All publications, patent applications, patents, and other
references mentioned herein are incorporated by reference in their
entirety.
DETAILED DESCRIPTION OF DRAWINGS
[0018] FIG. 1 is a graph showing a growth curve of bacteria.
[0019] FIG. 2 are photographs showing the morphology of G.
diazotrophicus bacteria. The image on the right is an enlarged view
of the image on the left.
[0020] FIG. 3 are photographs that show the effect of the fungus
("+Fungus") vs. no fungus ("-Fungus") on plants from day 0 (top),
day 9 (middle), and day 16 (bottom).
[0021] FIGS. 4A-4B are photographs of the roots 6 days (FIG. 4A) or
13 days (FIG. 4B), under the indicated magnification, after
inoculation with the fungal spores.
[0022] FIG. 5 shows sorghum seeds planted in soil with no additive
(control (black, large dashed-line circles on right side of
photograph)), fungus only (black, small dotted-line circles on left
side of photograph), bacteria only (white, solid circles), or
combinations of fungus and bacteria (all others).
[0023] FIG. 6 are photographs showing root morphology after 15 days
in the presence ("+") and absence ("-") of the fungi and bacteria
as indicated.
[0024] FIGS. 7A-7B are photographs showing root growth in culture
in the presence (FIG. 7B) or absence (FIG. 7A) of the fungus.

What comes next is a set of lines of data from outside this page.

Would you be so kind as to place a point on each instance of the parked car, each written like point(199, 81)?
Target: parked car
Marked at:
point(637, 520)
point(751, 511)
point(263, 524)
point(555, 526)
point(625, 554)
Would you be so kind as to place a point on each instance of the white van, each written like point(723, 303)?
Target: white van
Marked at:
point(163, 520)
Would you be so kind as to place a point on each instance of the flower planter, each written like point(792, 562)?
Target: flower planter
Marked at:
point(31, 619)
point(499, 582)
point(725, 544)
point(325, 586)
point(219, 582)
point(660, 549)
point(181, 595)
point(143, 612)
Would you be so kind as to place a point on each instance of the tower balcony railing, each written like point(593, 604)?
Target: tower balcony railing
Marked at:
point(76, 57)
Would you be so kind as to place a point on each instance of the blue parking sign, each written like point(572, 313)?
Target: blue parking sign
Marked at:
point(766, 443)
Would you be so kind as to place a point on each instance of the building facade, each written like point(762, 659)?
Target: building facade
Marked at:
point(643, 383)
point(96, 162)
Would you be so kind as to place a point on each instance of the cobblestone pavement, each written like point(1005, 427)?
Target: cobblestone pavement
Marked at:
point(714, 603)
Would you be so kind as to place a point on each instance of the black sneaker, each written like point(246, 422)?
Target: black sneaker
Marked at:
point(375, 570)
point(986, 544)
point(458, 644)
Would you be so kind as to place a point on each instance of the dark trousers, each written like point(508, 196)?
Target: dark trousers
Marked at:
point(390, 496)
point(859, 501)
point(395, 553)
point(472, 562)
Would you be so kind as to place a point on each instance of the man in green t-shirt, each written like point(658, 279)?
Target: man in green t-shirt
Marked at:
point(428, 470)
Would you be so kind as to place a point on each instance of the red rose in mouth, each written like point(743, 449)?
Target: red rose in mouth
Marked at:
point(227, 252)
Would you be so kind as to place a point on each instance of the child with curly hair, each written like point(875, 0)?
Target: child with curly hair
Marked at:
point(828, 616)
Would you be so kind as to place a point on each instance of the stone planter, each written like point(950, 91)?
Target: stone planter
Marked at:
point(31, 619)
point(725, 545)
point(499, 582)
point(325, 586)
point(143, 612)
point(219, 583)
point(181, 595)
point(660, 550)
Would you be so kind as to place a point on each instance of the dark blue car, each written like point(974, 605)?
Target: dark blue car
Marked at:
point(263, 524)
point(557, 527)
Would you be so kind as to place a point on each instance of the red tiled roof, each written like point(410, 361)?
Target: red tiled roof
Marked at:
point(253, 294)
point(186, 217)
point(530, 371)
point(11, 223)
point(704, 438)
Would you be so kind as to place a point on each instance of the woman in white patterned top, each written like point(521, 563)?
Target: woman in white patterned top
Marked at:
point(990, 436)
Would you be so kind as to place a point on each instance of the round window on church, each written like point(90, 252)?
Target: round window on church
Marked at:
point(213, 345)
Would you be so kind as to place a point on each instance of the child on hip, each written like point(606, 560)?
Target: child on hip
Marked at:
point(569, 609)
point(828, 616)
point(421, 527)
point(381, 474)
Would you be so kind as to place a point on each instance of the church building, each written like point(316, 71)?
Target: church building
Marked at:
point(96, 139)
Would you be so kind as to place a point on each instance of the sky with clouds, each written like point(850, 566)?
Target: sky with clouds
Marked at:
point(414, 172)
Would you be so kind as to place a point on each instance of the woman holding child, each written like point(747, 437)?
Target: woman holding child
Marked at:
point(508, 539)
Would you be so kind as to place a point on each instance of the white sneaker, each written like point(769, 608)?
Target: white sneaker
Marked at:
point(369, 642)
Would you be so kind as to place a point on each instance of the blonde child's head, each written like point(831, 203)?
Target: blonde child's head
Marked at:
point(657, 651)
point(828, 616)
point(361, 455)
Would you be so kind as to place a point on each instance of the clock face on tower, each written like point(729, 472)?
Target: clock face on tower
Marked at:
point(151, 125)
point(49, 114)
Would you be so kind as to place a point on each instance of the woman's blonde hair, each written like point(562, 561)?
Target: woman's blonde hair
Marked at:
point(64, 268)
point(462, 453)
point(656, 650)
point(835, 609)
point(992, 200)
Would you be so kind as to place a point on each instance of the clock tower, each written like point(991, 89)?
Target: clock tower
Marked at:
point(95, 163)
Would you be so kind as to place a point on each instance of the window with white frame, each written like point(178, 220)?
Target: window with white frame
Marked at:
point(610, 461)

[0025] FIGS. 8A-8E show that, microscopically, bacteria could be
detected within several different samples of root tissue.

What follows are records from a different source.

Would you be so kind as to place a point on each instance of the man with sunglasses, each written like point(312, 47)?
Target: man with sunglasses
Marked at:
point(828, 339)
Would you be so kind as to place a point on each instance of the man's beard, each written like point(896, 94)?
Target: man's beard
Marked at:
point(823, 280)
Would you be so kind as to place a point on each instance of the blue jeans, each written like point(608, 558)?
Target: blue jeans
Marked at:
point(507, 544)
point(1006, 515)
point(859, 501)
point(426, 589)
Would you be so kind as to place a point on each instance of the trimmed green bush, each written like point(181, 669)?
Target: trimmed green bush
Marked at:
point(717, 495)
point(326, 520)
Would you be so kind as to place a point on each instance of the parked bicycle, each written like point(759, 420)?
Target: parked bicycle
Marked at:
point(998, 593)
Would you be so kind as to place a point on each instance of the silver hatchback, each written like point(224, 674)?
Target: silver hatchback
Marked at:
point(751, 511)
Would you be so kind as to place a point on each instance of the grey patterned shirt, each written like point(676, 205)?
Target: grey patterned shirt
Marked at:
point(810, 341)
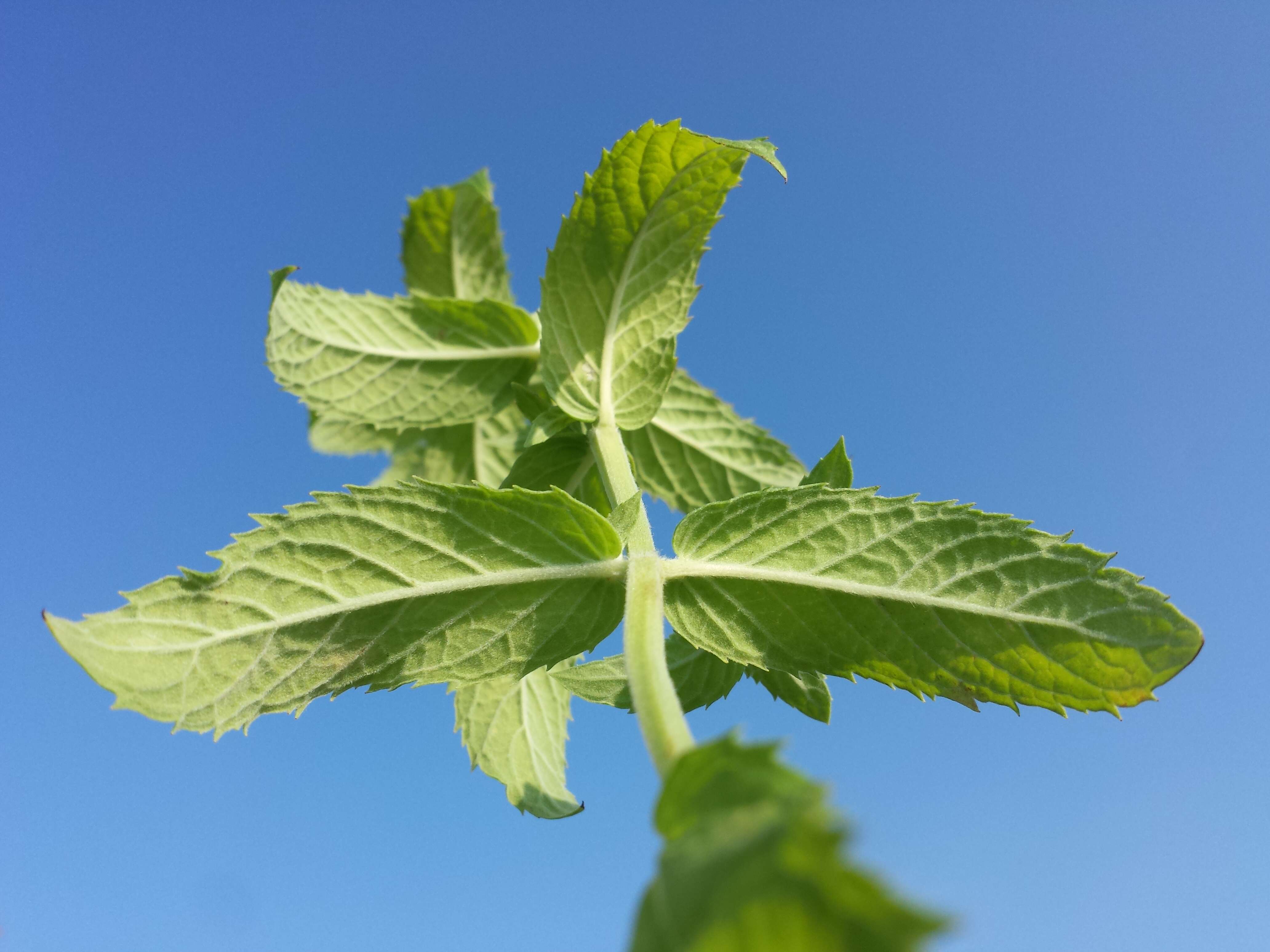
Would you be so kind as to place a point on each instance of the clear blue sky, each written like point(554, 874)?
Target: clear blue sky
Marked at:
point(1021, 261)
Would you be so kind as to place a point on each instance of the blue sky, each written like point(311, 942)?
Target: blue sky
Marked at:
point(1021, 261)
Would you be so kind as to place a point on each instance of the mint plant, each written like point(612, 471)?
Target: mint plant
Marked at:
point(509, 537)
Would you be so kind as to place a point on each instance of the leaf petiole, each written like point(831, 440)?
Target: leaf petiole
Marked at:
point(657, 704)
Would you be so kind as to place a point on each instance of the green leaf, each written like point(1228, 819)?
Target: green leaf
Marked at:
point(483, 451)
point(563, 461)
point(451, 245)
point(515, 730)
point(935, 598)
point(699, 677)
point(807, 692)
point(397, 362)
point(547, 424)
point(752, 864)
point(336, 437)
point(533, 399)
point(834, 470)
point(697, 450)
point(380, 587)
point(625, 516)
point(623, 273)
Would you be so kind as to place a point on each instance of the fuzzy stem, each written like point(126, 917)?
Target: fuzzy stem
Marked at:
point(656, 702)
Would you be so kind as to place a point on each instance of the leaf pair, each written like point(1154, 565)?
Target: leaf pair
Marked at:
point(700, 680)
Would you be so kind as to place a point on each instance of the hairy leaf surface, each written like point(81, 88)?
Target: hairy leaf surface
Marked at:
point(700, 680)
point(937, 598)
point(807, 691)
point(697, 450)
point(515, 730)
point(451, 245)
point(395, 362)
point(699, 677)
point(623, 272)
point(752, 864)
point(563, 461)
point(483, 451)
point(834, 470)
point(408, 584)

[0026] FIG. 9 shows imaging of mixed inoculant sorghum roots using
fluorescence microscopy. Sorghum root inoculated with Intraradices
fungus and Gluconacetobacter bacterial culture (left);
Gluconacetobacter and Burkholderia bacterial culture (middle); or
Azotobacter bacterial culture (right).
[0027] FIG. 10 is a graph of showing the levels of N15 (squares) or
N14 (circles) in the fungal biomass in the presence of nitrogen
fixing bacteria.
[0028] FIGS. 11A-11B are photographs of culture plates showing that
nutrient transfer was observed between bacteria and fungi even when
the root and the fungi were separated from the bacteria.

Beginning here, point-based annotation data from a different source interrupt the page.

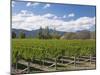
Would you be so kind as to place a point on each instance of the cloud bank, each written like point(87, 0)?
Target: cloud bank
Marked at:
point(29, 21)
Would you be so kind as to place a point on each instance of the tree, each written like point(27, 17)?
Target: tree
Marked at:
point(13, 35)
point(22, 35)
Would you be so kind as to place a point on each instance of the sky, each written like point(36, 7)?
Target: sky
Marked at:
point(62, 17)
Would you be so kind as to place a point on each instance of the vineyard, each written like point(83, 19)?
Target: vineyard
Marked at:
point(36, 55)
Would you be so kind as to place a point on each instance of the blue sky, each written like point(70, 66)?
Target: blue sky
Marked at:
point(63, 17)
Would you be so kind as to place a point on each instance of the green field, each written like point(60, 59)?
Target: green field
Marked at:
point(44, 51)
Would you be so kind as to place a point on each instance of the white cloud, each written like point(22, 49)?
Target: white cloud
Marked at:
point(46, 6)
point(28, 20)
point(64, 16)
point(32, 4)
point(71, 15)
point(13, 3)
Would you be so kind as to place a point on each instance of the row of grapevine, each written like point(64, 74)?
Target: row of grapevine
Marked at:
point(29, 49)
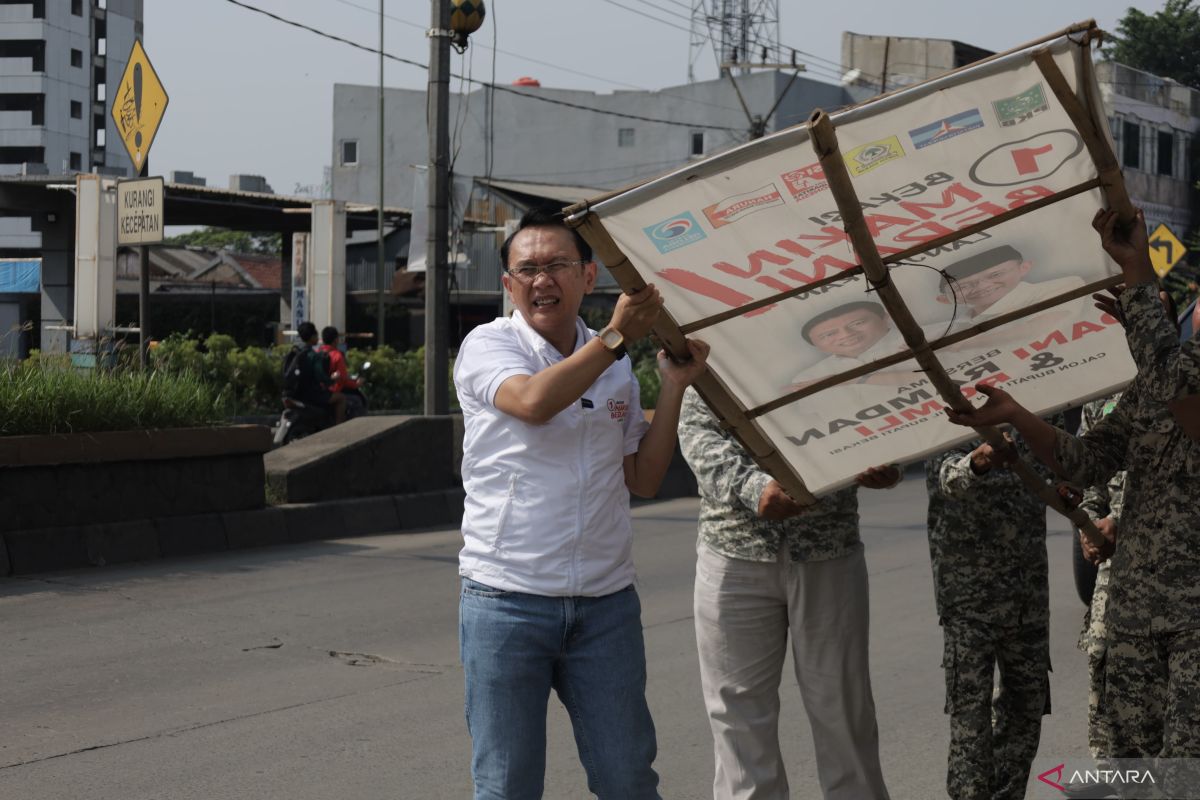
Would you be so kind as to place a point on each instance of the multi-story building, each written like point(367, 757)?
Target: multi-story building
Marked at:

[0029] FIG. 12 are the results of genomic sequencing performed on
the microorganisms collected from roots. Comparison of the
bacterial strains present before coating of the seeds (top) and
after growth of the plants (bottom).
[0030] FIG. 13 is a flow chart showing one embodiment of the
methods described herein.
DETAILED DESCRIPTION
[0031] A non-transgenic approach to modifying the phenotype of a
plant without modifying its genotype is described, in which
precursors produced by bacteria are provided to plants via existing
biological associations with fungi to enhance the production of
specific compounds by the plants. Various combinations of fungi,
plants, and bacteria can be used. In some implementations,
different combinations of bacteria are used to produce precursors
that can then be converted into more complex compounds using plants
as bioreactors. The combinations of bacteria can be
non-transgenically or transgenically engineered to provide the
precursors. In some implementations, the bacteria are encapsulated
within the fungi (e.g., the fungi have been transformed with the
bacteria).
[0032] Suitable plants include plants that use C.sub.3 and C.sub.4
carbon fixation pathways ("C.sub.3 plants" and "C.sub.4 plants,")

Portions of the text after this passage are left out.